Sin embargo yo recuerdo constantemente a mi tía Dolores, que dejó jornales enteros en el almacén del añorado Miguel Belló para engordar sus guarras de cría. Lola me contó cómo disfrutaba con los lechones gordos, negros o sonrosados, que jugaban con su mandil mientras les echaba de comer. Me comentaba siempre lo que lloró todas las veces que tenían que sacrificar a aquellos animales gloriosos.

Yo también me acuerdo de haber cebado puercos demoledores para esperar al cumpleaños de mi abuela Guillermina, el día de la Purísima, con una matanza que recordaba los dáctilos homéricos y las sagas vikingas en las que los gatos de Brida estaban convidados a compartir las entrañas del sacrificio perpetuo. Jamás pude soportar los chillidos de las cerdas y los cerdos blasfemando, como dice Manuel Vicent, en los atardeceres de aulagas y estufas de carbón o de leña. Pero aún así ayudaba en la infame tarea de sujetar al puerco mientras matarifes y carniceros oficiaban su ceremonia terrible.

Cuando empieza el Año Nuevo Chino, dedicado al Puerco Celestial, reconozco la veracidad de su simbología. Es el que mayor goce sexual experimenta, el que mejor se cría y más recentales nos proporciona, el que tiene hermosos hasta los andares y al que ahora rezamos ante un plato de jamón o de embutido. No hay nada más sabroso y saludable que un pedazo de magro, unas alubias con orejas, morro, pezuñas o careta. Es imposible encontrar tapa mejor que unos torreznos y he vivido en Segovia la inapelable oración del tostón asado.
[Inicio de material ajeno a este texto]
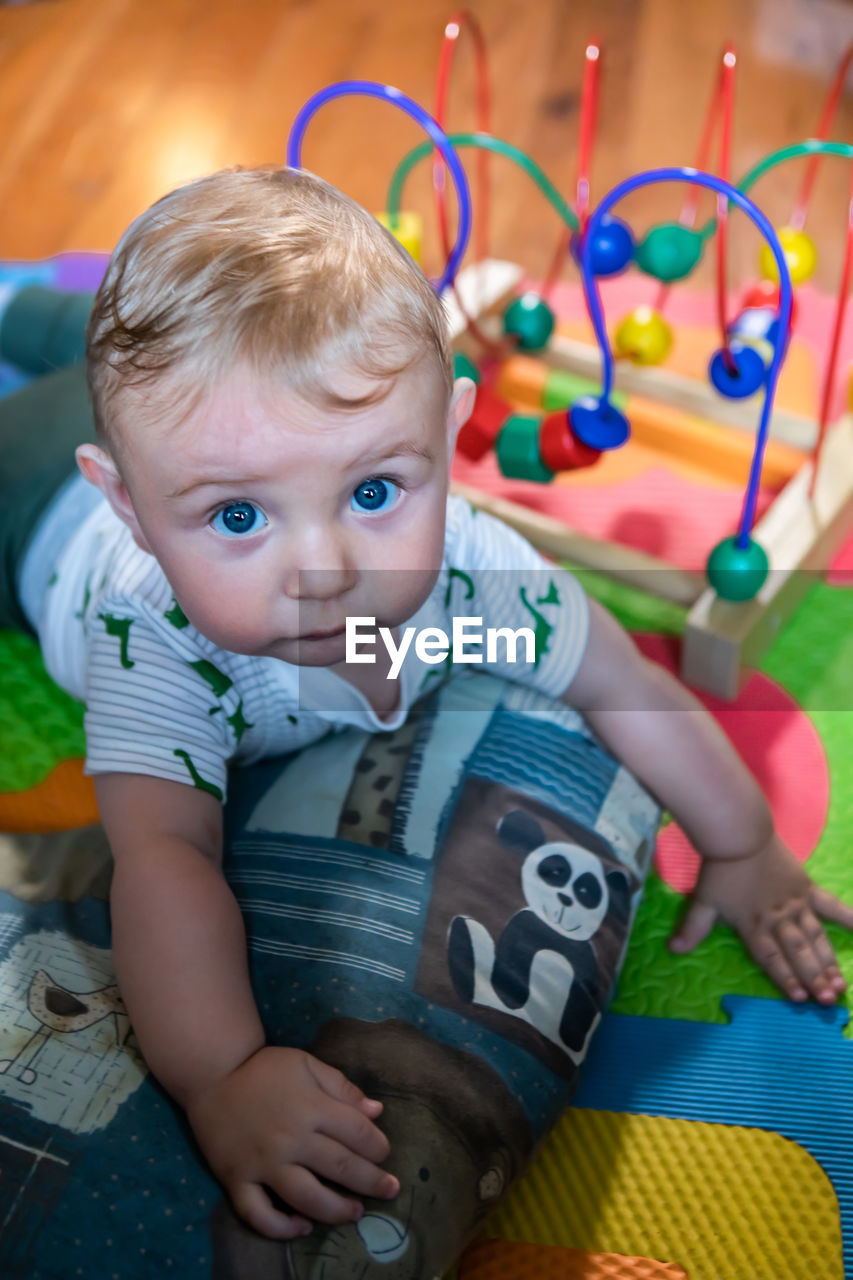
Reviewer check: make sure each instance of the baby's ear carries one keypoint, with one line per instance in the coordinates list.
(100, 470)
(460, 407)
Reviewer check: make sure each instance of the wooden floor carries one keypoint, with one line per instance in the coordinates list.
(106, 104)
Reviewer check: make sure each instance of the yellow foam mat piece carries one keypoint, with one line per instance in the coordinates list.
(723, 1202)
(507, 1260)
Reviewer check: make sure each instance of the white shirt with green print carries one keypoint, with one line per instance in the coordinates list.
(163, 700)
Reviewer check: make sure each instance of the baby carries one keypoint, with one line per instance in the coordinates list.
(276, 417)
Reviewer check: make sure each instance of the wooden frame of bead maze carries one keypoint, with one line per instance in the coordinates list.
(803, 528)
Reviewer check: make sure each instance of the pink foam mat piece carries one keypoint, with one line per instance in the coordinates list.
(781, 748)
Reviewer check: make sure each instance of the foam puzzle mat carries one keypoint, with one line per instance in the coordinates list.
(712, 1134)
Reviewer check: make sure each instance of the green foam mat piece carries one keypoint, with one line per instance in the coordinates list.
(41, 725)
(812, 658)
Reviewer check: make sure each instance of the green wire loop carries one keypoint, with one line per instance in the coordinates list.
(810, 147)
(486, 142)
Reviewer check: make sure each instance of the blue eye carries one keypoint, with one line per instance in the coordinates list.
(238, 517)
(374, 494)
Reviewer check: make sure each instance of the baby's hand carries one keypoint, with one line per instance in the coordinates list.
(283, 1120)
(774, 905)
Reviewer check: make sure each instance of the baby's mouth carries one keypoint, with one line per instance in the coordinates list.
(322, 635)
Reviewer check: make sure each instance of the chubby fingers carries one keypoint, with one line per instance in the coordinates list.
(798, 956)
(255, 1207)
(338, 1087)
(341, 1165)
(301, 1189)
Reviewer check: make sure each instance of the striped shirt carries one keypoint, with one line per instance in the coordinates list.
(163, 700)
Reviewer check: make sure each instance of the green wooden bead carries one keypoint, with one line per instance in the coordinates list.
(530, 320)
(738, 572)
(669, 251)
(518, 449)
(465, 368)
(561, 389)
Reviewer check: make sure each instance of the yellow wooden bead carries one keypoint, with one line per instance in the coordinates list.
(801, 256)
(643, 337)
(409, 231)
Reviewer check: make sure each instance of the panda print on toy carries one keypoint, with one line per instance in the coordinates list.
(543, 967)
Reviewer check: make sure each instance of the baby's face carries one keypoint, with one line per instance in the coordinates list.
(274, 520)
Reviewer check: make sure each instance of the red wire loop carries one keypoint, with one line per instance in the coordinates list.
(721, 106)
(835, 344)
(587, 136)
(463, 19)
(822, 132)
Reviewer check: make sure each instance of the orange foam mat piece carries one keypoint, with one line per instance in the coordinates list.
(510, 1260)
(723, 1202)
(64, 799)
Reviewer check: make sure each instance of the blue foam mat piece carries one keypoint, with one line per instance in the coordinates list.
(776, 1065)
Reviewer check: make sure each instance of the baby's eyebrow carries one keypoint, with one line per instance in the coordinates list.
(214, 481)
(402, 448)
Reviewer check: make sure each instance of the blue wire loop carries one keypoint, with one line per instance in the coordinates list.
(388, 94)
(785, 301)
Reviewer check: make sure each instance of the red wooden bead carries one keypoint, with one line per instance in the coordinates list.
(560, 448)
(482, 429)
(765, 293)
Sea lechazo o morcón, embutido en el botillo o las androllas, hecho caldo en los huesos de su codillo nobilísimo, es para mí el mejor enviado de los hados y al que tenemos que rezar el día del chorizo.

Mis amigos de China merecen hoy este recuerdo editorial en el que les deseo la mayor felicidad y que la compartan conmigo en un plato excelente de cerdo agridulce. Y no hace falta más. Salud y buen provecho.